Ambassador of Chile to Costa Rica
- In office 1965–1967
- President: Eduardo Frei Montalva
- Preceded by: Pedro Montero Fehrman
- Succeeded by: Enrique Rodríguez Ballesteros

Member of the Senate
- In office 15 May 1957 – 15 May 1965
- Constituency: 8th Provincial Group

Member of the Chamber of Deputies
- In office 15 May 1949 – 15 May 1957
- Constituency: 21st Departmental Group

Personal details
- Born: 22 April 1907 Arauco, Chile
- Died: 12 October 2005 (aged 98) Santiago, Chile
- Party: Independent (–1957) · Agrarian Labor Party (1957–1958) · Liberal Party (1962–1966)
- Spouse(s): María Luisa Fauré Silva; Inés Martínez Martínez (second marriage)
- Children: 7
- Parent(s): Bernardo Barrueto Molinet; Adriana del Carmen Reeves Mendoza
- Relatives: Darío Barrueto Molinet (uncle) · Héctor Barrueto (cousin) · Víctor Barrueto (grandson)
- Education: Carabineros School
- Profession: Farmer, politician

Military service
- Branch/service: Carabineros de Chile
- Years of service: c. 1927–1936
- Rank: Officer

= Edgardo Barrueto =

Chilean politician (1907–2005)

Edgardo Alejandro Barrueto Reeve (22 April 1907 – 12 October 2005) was a Chilean former carabinero, farmer and conservative-leaning politician. He served as a member of the Chamber of Deputies of Chile for two consecutive terms (1949–1957), then as a Senator (1957–1965), and later as Chile's ambassador to Costa Rica (1965–1967) under President Eduardo Frei Montalva.

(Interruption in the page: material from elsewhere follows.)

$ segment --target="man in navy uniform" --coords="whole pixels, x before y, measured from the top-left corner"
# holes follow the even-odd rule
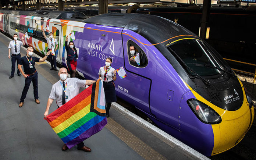
[[[30,83],[32,81],[33,86],[34,88],[34,97],[35,101],[37,104],[40,103],[38,100],[38,73],[36,68],[35,68],[35,64],[36,62],[43,62],[47,58],[47,56],[51,53],[48,51],[46,55],[43,58],[39,58],[35,57],[32,57],[34,49],[31,47],[28,47],[27,49],[26,54],[21,58],[19,63],[18,68],[20,71],[21,74],[25,78],[25,85],[22,91],[21,97],[19,101],[19,107],[21,107],[24,104],[24,100],[26,98],[27,93],[29,88]],[[24,72],[22,70],[21,66],[23,65]]]
[[[54,70],[56,71],[58,71],[56,67],[56,53],[55,53],[55,51],[57,50],[58,46],[58,41],[56,39],[53,38],[53,32],[50,32],[49,33],[49,38],[48,38],[45,35],[45,29],[43,28],[42,29],[42,31],[43,31],[43,36],[47,41],[47,44],[48,44],[47,51],[49,51],[51,49],[54,50],[54,53],[55,54],[54,56],[53,55],[52,53],[51,53],[49,56],[51,65],[51,68],[50,70]],[[56,46],[56,47],[55,47],[55,46]]]
[[[25,45],[25,42],[24,42],[24,38],[22,36],[21,40],[18,40],[18,35],[16,33],[13,35],[14,40],[10,42],[9,43],[9,56],[8,57],[11,58],[10,53],[11,53],[11,76],[9,78],[11,78],[13,77],[14,75],[15,71],[15,63],[17,63],[17,67],[19,64],[19,61],[21,59],[21,46]],[[17,74],[18,76],[21,77],[21,75],[19,74],[19,70],[17,69]]]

== Early life and family ==
Barrueto was born in Arauco to Bernardo Barrueto Molinet and Adriana del Carmen Reeves Mendoza. His uncle was politician Darío Barrueto Molinet, his cousin Héctor Barrueto, and his grandson Víctor Barrueto served as a deputy (1990–2006) and Intendant of the Santiago Metropolitan Region (2006–2007). He studied at the Seminary in Concepción and then entered the Carabineros de Chile academy, serving as an officer until 1936, when he retired to work in agriculture.

He married María Luisa Fauré Silva and, in a second marriage, Inés Martínez Martínez; he had seven children.

== Professional and civic activity ==
Barrueto managed the El Hualli San Luis farm near Cajón, Temuco, focusing on dairy and crops. He was a member of the Temuco Agricultural Development Society (SOFO) and the local Dairy Cooperative, and also belonged to the Society of Retired Law-Enforcement Officers, the Temuco Social Club, and several sports and charitable associations.

== Political career ==
Barrueto began in local government as a councillor (regidor) for Temuco and later acting mayor.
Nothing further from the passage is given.